• Is it great to be a worker in the U.S. Democrats created? Not compared

    From Brewster@21:1/5 to All on Wed Jul 4 15:39:30 2018
    XPost: alt.society.liberalism, sac.politics, alt.politics.republicans
    XPost: alt.fan.rush-limbaugh

    The U.S. labor market is hot. Unemployment is at 3.8 percent, a level
    it’s hit only once since the 1960s, and many industries report deep
    labor shortages. Old theories of what’s wrong with the labor market —
    such as a lack of people with necessary skills — are dying fast.
    Earnings are beginning to pick up, and the Federal Reserve envisions a
    steady regimen of rate hikes.

    So why does a large subset of workers continue to feel left behind? We
    can find some clues in a new 296-page report from the Organization for
    Economic Cooperation and Development (OECD), a club of advanced and
    advancing nations that has long been a top source for international
    economic data and research. Most of the figures are from 2016 or
    before, but they reflect underlying features of the economies analyzed
    that continue today.

    In particular, the report shows the United States’s unemployed and
    at-risk workers are getting very little support from the government,
    and their employed peers are set back by a particularly weak collective-bargaining system.

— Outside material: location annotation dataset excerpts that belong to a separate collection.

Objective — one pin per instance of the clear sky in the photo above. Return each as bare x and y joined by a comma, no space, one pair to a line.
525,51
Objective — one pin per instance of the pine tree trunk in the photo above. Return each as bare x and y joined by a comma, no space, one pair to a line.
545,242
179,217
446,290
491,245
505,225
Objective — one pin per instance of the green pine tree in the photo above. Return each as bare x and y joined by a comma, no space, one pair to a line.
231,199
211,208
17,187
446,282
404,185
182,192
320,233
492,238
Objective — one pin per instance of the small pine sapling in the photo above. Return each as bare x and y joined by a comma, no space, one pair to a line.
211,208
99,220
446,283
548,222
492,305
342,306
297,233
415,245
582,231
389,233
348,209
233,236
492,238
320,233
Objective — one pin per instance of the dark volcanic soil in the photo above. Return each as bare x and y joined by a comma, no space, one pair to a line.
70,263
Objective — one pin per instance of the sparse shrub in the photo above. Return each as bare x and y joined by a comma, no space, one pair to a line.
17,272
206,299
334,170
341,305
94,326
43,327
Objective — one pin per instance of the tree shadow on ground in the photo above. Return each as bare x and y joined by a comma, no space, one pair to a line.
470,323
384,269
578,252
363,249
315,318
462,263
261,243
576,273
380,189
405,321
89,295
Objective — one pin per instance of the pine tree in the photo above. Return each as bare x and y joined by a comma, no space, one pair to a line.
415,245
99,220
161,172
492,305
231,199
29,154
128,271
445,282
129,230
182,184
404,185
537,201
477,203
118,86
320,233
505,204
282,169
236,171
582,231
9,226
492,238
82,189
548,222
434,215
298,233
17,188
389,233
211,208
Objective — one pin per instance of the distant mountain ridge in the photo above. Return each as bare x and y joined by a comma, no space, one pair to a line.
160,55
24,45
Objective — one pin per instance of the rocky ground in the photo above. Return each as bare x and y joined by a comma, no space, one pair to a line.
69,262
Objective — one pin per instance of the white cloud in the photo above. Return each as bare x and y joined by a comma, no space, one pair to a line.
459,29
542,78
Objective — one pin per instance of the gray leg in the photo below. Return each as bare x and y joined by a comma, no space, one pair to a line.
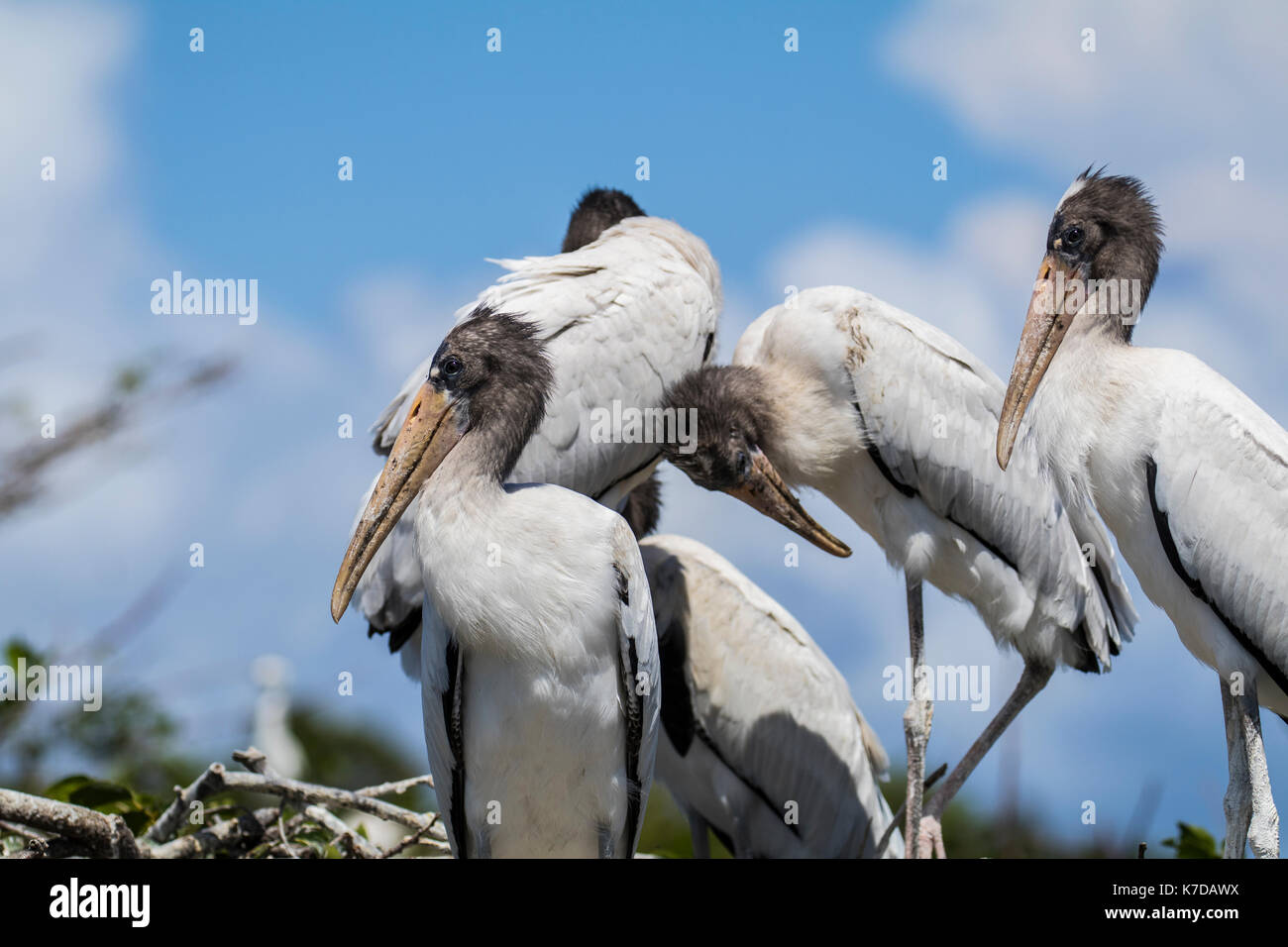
1249,808
1031,681
915,723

    Those factors have contributed to the United States having a higher
    level of income inequality and a larger share of low-income residents
    than almost any other advanced nation. Only Spain and Greece, whose
    economies have been ravaged by the euro-zone crisis, have more
    households earning less than half the nation’s median income — an
    indicator that unusually large numbers of people either are poor or
    close to being poor.


    Joblessness may be low in the United States and employers may be
    hungry for new hires, but it’s also strikingly easy to lose a job
    here. An average of 1 in 5 employees lose or leave their jobs each
    year, and 23.3 percent of workers ages 15 to 64 had been in their job
    for a year or less in 2016 — higher than all but a handful of
    countries in the study.

    If people are moving to better jobs, labor-market churn can be a
    healthy sign. But decade-old OECD research found that an unusually
    large amount of job turnover in the United States is due to firing and
    layoffs, and Labor Department figures show the rate of layoffs and
    firings hasn’t changed significantly since the research was conducted.

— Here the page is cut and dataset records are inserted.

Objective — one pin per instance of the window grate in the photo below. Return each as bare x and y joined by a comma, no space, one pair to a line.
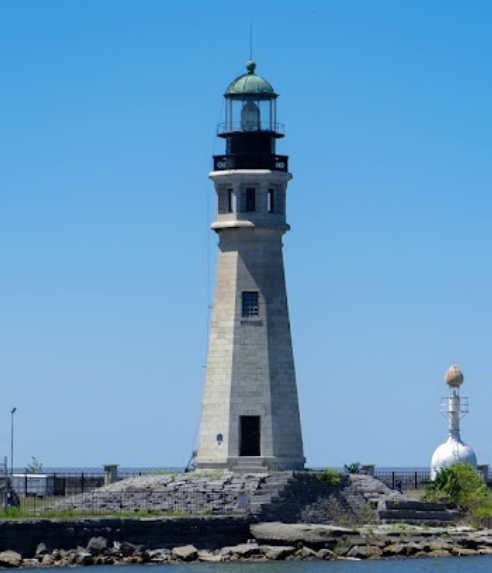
250,303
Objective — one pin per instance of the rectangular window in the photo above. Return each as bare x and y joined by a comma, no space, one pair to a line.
250,436
271,201
230,207
250,303
250,199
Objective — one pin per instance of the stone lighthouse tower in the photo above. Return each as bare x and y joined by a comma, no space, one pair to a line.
250,412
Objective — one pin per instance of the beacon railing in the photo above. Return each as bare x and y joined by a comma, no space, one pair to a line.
242,126
251,161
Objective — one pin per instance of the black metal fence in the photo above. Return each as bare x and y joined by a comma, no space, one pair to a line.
403,479
156,502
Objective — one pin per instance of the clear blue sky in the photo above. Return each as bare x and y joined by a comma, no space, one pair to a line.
108,114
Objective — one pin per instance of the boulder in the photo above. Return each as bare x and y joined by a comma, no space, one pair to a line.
277,552
97,545
10,559
83,558
306,553
41,549
365,552
243,550
47,560
185,553
438,553
293,533
209,557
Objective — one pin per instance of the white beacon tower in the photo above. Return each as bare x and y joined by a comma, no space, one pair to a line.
250,412
453,407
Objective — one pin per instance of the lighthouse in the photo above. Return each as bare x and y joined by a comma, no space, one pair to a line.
453,407
250,417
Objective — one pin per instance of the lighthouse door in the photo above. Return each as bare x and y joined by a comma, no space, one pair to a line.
250,436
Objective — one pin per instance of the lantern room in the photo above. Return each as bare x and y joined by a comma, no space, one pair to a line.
250,128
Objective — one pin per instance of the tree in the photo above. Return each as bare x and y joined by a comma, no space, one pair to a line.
35,467
459,485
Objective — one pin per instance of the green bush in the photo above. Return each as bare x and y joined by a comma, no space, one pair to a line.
329,476
460,486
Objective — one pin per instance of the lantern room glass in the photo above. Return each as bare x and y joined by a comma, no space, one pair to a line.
250,113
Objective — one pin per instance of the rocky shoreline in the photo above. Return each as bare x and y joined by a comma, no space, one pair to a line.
275,541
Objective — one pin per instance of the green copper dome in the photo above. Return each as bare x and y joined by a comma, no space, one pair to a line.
251,84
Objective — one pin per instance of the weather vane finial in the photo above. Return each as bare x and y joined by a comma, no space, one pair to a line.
251,40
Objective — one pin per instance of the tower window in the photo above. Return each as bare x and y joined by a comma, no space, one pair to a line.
250,199
250,303
230,207
271,201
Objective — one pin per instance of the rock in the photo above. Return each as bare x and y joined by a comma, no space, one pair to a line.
438,544
10,559
209,557
41,549
158,555
276,553
464,552
83,558
126,549
365,552
485,550
325,554
47,560
97,545
394,549
243,550
292,533
438,553
185,553
305,553
30,562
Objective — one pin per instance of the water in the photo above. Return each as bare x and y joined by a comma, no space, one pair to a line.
482,564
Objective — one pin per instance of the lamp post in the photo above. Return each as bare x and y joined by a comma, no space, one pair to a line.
12,412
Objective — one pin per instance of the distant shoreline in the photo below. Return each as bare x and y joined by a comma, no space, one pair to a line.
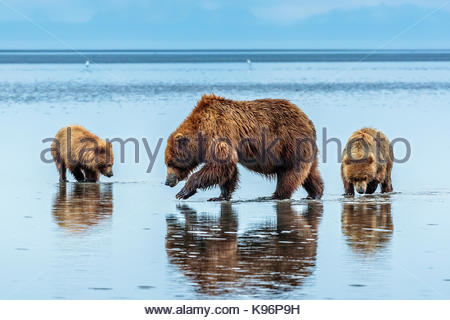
36,56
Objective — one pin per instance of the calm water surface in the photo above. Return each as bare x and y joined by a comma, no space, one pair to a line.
129,238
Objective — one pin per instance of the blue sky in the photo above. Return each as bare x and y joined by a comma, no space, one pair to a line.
63,24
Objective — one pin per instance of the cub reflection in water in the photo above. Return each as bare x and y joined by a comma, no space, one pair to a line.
367,226
275,255
82,205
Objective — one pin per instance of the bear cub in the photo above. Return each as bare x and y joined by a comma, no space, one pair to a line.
83,153
367,162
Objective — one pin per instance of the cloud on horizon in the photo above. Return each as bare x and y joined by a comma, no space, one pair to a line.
275,11
224,24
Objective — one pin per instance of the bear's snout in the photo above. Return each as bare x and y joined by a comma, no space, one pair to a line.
171,180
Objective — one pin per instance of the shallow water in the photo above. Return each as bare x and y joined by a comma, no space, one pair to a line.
129,238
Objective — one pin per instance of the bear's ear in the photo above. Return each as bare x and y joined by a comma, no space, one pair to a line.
100,150
180,139
346,161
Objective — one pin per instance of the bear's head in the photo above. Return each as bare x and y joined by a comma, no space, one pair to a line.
105,158
180,157
360,172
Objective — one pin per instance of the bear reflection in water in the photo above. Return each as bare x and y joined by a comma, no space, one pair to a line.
367,226
275,255
79,206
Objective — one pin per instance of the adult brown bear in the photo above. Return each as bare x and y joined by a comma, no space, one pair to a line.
272,137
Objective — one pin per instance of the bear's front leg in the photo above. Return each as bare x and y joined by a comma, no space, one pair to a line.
227,188
349,189
209,175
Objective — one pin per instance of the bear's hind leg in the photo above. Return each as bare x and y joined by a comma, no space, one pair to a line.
227,189
288,181
372,186
61,170
92,175
78,174
314,183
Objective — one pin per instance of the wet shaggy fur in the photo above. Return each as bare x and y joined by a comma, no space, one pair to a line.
84,154
272,137
367,163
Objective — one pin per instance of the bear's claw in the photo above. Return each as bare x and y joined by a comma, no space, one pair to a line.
220,198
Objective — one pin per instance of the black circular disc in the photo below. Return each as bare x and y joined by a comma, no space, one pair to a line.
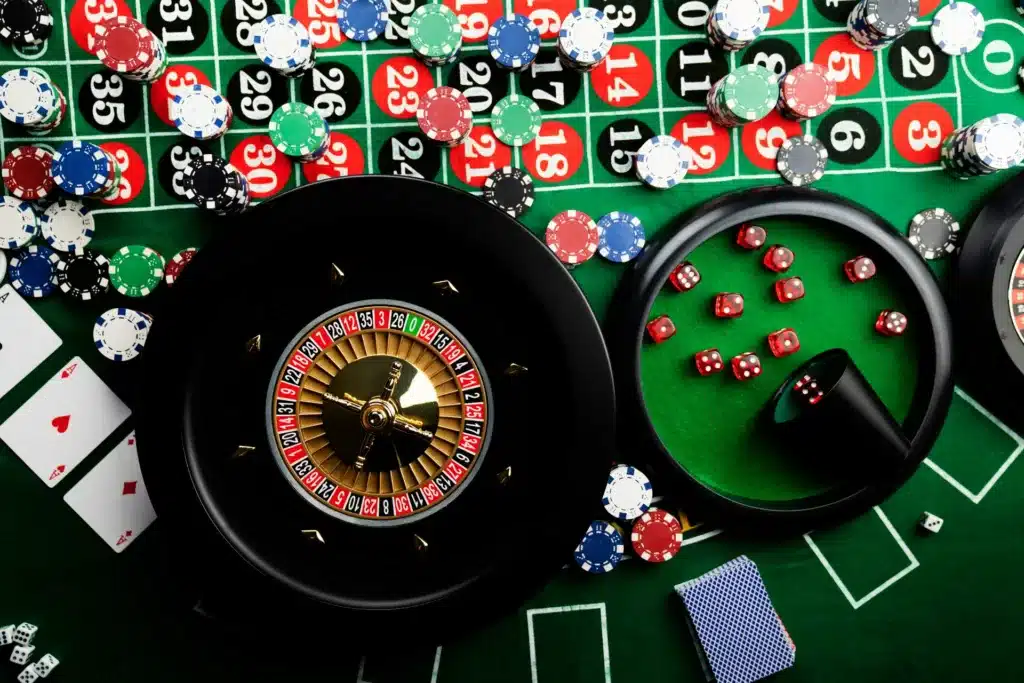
630,312
248,539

    The United States and Mexico are the only countries in the entire
    study that don't require any advance notice for individual firings.
    The U.S. ranks at the bottom for employee protection even when mass
    layoffs are taken into consideration as well, despite the 1988 Worker Adjustment and Retraining Notification (WARN) Act's requirement that
    employers give notice 60 days before major plant closings or layoffs.


    And when you lose your job in the United States, it’s harder to find
    another. Fewer than half of displaced workers find a job within a
    year, the researchers found — that puts the United States near the
    bottom of the five countries for which the researchers provided recent
    data. Japan’s rate was similar to the U.S., but Finland, Australia and
    Denmark were well ahead. Furthermore, the report’s authors find that
    “two in three families with a displaced worker fall into poverty for
    some time.”

    Even when Americans do find another job, their earnings don’t recover.
    After four years, displaced workers are still about 6 percent behind
    their peers in terms of annual earnings. In countries such as Finland
    and Denmark, workers more or less recover completely over that time
    period.

    These gaps at the lower end of the labor market can be traced back to
    weak government programs and hamstrung union bargaining, the report
    says. The United States spends less of its economic wealth on active
    efforts to help people who either don’t have a job or who are at risk
    of becoming unemployed than almost any other country in the study.

    The unemployed, in particular, receive relatively little assistance.
    U.S. unemployment benefits provide less support in the first year of unemployment than those in any other country in the study, and the
    maximum length of benefits in a typical U.S. state, 26 weeks, is
    shorter than in all but a handful of countries. In some states, the
    maximum benefit length is less than half of that.


    Only 12 percent of U.S. workers were covered by collective bargaining
    in 2016 — among all the nations the OECD tracks, only Turkey,
    Lithuania and South Korea have been lower at any point this
    millennium. And, based on an OECD review of almost four decades of
    data, countries that have decentralized collective-bargaining systems,
    like the United States, tend to have slower job growth and, in most
    cases, higher unemployment than other advanced nations.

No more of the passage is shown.